(Sanniopress) – Mi permetto di (re)intervenire a breve distanza dalla mia ultima nota in quanto è evidente che l’ ultimo periodo della precisazione di Viespoli (quello sulla responsabilità del silenzio) è riferito ad una parte del mio intervento.
La vita è fatta di scelte: soprattutto la vita di un politico o di chi, in genere, ha responsabilità di leadership. Anche il silenzio può essere una scelta; ma il silenzio, per sua natura, è ambiguo. Pertanto un politico, che quando fa una scelta ne pondera tutte le possibili conseguenze, deve mettere in conto che il suo silenzio possa essere interpretato in vari modi. In pratica se esiste il silenzio responsabile ha insito una conseguente responsabilità del silenzio. Soprattutto in un momento come questo!
Pasquale oggi dice che “l’ amministrazione sprofonda nella quotidianità di una cronaca sempre più miserevole come il livello del dibattito sul confronto culturale e politico”. E’ qualcosa ma non abbastanza.
Perché poi mi domando (e gli chiedo): a questa miseria cosa stiamo opponendo? Davvero pensiamo che bastino le letterine di el Kozeh, gli articoli puntuti di Giancristiano o la resistenza degli ultimi giapponesi in consiglio comunale?
Pasquale ha insegnato a molti di noi cosa vuol dire una visione, ha parlato di “racconto” vent’anni prima che diventasse parte dell’ armamentario oratorio di Vendola, ha dato una prospettiva di “sprovincializzazione” alla Città e questo senza dover tirare fuori dal cilindro illogiche piattaforme logistiche ma “semplicemente” rompendo lo schema familistico della gestione del potere. E tutto questo non lo ha mai fatto in silenzio.

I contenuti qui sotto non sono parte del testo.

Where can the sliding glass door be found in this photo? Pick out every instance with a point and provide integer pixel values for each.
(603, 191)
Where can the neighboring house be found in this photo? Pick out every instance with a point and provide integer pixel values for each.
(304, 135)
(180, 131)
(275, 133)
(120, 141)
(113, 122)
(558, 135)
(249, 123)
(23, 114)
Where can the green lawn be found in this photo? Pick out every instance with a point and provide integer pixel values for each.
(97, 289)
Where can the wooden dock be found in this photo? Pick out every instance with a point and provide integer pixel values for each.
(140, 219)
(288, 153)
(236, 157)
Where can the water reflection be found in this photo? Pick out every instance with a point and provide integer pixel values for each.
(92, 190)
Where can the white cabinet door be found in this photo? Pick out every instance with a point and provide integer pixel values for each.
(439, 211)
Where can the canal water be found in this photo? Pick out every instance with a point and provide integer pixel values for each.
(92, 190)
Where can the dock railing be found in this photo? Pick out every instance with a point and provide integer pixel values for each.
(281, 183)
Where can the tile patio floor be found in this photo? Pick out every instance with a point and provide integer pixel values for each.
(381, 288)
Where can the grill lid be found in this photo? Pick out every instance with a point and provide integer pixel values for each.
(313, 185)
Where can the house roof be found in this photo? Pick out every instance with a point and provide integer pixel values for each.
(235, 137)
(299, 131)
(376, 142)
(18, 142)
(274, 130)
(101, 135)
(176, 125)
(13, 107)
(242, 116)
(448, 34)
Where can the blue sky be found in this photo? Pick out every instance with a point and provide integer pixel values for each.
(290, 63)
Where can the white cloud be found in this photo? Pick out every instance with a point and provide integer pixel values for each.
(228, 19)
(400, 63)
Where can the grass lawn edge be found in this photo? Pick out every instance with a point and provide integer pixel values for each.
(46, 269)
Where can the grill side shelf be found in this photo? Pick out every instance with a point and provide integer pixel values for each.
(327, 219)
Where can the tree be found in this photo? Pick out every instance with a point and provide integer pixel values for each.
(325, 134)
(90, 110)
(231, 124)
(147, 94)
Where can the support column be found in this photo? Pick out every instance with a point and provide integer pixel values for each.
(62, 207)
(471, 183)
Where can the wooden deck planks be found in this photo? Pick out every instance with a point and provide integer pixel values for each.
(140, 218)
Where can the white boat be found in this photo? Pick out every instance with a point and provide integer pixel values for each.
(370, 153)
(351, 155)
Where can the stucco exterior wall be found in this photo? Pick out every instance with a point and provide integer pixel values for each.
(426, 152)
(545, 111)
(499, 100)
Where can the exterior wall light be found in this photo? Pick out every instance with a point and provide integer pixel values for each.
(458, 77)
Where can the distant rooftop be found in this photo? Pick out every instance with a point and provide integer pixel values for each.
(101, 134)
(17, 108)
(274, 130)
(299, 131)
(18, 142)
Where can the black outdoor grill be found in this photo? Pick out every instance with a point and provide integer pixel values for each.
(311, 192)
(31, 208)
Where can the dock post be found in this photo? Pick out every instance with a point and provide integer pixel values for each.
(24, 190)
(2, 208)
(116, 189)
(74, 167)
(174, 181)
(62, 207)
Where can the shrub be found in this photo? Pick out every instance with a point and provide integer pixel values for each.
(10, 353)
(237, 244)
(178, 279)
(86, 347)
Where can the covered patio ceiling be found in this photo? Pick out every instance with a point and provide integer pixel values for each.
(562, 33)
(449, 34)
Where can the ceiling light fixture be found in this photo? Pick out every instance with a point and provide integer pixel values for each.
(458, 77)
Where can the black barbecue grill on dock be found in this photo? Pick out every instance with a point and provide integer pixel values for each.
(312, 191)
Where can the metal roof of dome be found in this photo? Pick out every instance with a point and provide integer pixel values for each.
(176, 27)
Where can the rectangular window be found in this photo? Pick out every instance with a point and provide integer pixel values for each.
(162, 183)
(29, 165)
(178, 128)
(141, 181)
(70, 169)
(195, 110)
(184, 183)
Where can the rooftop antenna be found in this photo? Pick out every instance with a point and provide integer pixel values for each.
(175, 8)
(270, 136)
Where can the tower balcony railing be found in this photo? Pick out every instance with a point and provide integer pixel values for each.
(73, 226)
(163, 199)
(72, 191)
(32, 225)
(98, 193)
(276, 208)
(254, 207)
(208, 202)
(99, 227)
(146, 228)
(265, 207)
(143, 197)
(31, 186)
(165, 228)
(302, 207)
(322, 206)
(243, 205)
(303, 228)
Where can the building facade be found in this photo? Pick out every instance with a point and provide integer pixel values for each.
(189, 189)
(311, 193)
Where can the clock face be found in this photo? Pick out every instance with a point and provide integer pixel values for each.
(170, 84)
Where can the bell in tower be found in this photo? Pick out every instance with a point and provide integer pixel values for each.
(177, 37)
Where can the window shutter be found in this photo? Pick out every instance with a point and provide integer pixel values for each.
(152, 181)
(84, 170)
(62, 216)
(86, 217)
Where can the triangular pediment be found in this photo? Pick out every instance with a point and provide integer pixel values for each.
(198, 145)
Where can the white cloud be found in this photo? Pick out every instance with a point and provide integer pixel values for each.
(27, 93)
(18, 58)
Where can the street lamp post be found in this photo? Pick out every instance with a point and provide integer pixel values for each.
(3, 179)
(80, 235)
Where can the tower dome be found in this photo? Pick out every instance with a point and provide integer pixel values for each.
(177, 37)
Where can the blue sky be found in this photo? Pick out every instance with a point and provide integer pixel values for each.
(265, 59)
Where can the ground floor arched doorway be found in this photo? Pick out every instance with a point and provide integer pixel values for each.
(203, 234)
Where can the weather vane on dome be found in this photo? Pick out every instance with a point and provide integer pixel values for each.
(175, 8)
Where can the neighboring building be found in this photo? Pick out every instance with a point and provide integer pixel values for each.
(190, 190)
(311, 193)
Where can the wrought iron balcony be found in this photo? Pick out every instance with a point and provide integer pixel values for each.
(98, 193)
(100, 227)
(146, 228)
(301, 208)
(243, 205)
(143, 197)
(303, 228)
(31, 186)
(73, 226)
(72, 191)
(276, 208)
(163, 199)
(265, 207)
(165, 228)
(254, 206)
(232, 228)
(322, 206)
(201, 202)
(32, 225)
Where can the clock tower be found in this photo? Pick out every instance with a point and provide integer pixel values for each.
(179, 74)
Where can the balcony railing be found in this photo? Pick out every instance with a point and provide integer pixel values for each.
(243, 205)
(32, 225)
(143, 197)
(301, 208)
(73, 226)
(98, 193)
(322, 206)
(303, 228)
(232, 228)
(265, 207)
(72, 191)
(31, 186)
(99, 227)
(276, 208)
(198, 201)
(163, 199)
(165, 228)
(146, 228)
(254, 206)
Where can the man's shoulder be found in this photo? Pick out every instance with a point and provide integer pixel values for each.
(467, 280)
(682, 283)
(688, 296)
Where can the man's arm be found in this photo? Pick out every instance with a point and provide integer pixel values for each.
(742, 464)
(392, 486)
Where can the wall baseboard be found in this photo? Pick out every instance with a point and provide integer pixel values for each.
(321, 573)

Oggi la Città è ripiegata su se stessa, ha bisogno di prospettive e di un progetto alternativo e va quindi recuperato quello spirito della proposta che ha bisogno di percorso non episodico, partecipazione, testimonianza e coordinamento.Tutte cose che non si possono fare in silenzio e che hanno bisogno di un riferimento politico-culturale.
Per molti di noi Pasquale è ancora questo riferimento che però deve essere esercitato con continuità manifesta altrimenti c’è il rischio che si possa incorrere nell’ errore di considerare, per quanto responsabile, il silenzio assenza.